Efficiently Generated Legal moves question

spirch · Post by **spirch** » Mon Jul 12, 2021 1:46 am

screenshot is showing sampling profiling, redo with tracing, untick enable inlining and tick high accuracy
check the number of call, not the time

try to remove some

Code: Select all

 [MethodImpl(MethodImplOptions.AggressiveInlining)]

it can do some bad thing in some scenario, this will be try & see

converting to byte is kind of a code smell to me, why? accessing array with ulong is also weird but i'm not yet using bitboard, maybe it's necessary

jagged array is better than multi dimensional array but what is even better is one array with offset (please profile)

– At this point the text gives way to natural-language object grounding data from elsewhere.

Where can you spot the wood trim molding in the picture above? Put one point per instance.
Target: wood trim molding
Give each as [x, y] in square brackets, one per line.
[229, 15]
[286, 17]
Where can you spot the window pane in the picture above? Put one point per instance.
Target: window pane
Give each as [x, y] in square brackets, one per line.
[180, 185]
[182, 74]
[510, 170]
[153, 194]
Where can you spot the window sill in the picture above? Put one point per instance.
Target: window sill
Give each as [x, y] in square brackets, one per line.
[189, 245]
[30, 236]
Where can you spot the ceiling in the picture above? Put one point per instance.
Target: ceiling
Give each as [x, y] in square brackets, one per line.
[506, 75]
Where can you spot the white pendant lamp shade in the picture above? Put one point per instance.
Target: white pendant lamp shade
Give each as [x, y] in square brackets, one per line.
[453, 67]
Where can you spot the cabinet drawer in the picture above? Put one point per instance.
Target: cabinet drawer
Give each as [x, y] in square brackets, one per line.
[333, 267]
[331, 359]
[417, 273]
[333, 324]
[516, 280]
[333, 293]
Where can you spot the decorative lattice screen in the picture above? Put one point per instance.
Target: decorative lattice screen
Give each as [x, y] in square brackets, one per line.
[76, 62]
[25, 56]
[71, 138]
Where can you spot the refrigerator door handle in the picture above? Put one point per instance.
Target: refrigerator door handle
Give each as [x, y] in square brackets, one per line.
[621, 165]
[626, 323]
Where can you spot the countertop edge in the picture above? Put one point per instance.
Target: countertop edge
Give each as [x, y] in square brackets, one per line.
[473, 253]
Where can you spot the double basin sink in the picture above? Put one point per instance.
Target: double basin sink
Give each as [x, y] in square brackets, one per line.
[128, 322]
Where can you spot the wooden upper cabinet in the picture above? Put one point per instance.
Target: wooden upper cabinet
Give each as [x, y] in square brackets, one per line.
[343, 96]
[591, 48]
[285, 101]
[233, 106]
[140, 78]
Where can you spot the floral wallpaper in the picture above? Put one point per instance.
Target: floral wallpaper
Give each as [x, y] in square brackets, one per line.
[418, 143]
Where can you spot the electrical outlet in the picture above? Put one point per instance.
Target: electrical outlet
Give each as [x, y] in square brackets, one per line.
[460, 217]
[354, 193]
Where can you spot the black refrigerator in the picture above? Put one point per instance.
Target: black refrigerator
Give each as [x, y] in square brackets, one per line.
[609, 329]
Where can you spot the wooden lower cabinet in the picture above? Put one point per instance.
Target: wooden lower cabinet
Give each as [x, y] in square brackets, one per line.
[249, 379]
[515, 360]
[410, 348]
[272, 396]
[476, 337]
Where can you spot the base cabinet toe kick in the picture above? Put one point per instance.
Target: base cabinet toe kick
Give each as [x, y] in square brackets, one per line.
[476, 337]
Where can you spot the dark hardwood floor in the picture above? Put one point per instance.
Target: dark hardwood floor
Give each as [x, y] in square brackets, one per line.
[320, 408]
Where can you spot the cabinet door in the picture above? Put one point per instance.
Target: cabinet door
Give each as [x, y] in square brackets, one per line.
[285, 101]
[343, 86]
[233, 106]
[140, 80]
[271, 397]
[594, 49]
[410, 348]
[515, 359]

in your isattacked, i assume this might be to see if the king is in check, try to change the order to queen, rook, bishop, knight, pawn, king

i assume all these are inlining? again try to see the impact by removing it

do you build in 32 bit or 64 bit?

lithander · Post by **lithander** » Mon Jul 12, 2021 2:01 am

pedrojdm2021 wrote: ↑Mon Jul 12, 2021 1:32 am I have 2 "projects"

look at this as a fronted-backed like structure of a website:

fronted: unity implementation

backend: C# Chess Engine .dll built in .net framework 4.8 (the highest version of .net that unity currently supports)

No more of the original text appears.